08 DE JANEIRO DE 2020
DAVID COIMBRA
Por que um bom restaurante morre?
O Monte Polino fechou. Eu aqui, a 8,3 mil quilômetros de distância, suspirei de tristeza quando soube. Nos bares e nos restaurantes é construída parte da história das cidades, porque é onde as pessoas se encontram e conversam, se juntam e se separam.
Jantei muitas vezes no Monte Polino. Numa dessas, fui lá com o Paulo Sant?Ana, o Cláudio Brito e o Luiz Zini Pires. Nos acomodamos em torno a uma mesa e fizemos os pedidos. Então, o Sant?Ana olhou para o Brito e avisou, com alguma solenidade:
- Tenho de te perguntar uma coisa, Brito.
Ficamos na expectativa. Após alguns segundos de pausa dramática, ele perguntou:
- Tu pintas o cabelo?
O Cláudio Brito jurou que não, disse que é descendente de índios, que seu cabelo é assim mesmo, acho que citou alguma característica da sua família. O jantar seguiu. Uma hora depois, quando eu já me deliciava com o fettuccine com braciola, o Sant?Ana interrompeu uma conversa sobre amenidades para se dirigir especificamente ao Brito:
- Tenho uma dúvida, Brito. Tu pintas o cabelo?
Estranhei a repetição, mas o Brito, aparentemente, não. Deu outra vez a explicação sobre suas origens e garantiu enfaticamente que não tingia o cabelo.
Mais tarde, antes de pagarmos a conta, o Sant?Ana aproveitou um silêncio e tascou:
- Brito, preciso saber algo: tu pintas o cabelo?
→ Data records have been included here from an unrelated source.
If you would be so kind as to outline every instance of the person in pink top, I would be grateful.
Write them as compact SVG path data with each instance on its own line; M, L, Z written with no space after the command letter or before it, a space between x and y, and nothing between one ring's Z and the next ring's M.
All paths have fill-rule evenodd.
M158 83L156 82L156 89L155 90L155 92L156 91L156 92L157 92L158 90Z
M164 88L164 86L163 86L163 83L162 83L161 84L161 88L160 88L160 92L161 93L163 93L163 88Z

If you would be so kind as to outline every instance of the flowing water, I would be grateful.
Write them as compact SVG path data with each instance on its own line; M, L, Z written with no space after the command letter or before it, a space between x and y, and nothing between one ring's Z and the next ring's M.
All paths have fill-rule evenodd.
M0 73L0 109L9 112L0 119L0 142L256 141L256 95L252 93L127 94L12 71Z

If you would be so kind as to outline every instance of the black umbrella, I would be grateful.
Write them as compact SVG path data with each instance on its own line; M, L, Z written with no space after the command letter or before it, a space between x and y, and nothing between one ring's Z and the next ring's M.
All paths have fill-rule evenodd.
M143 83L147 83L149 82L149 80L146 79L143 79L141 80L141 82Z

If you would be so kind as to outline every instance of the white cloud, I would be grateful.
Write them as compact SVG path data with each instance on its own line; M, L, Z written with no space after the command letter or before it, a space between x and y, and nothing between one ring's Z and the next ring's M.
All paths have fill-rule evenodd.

Eu e o Zini nos entreolhamos. Começamos a rir. Mas não o Brito, que, com admirável paciência, repetiu tudo o que havia dito antes. Bem. A noite seguiu seu rumo. Saímos do restaurante e ficamos conversando na calçada, de pé, por mais alguns minutos. Nos despedimos, enfim. Eu e o Zini iríamos para um lado, o Sant?Ana e o Brito para outro. Enquanto nos apartávamos, o Sant?Ana pegou o Brito pelo braço e mandou:
- Uma última coisa. Fala sério. Tu pintas o cabelo?
E se foram os dois, com o Brito observando que tinha ascendência indígena?
Até hoje não sei se era gozação ou atrapalhação mental do Sant?Ana.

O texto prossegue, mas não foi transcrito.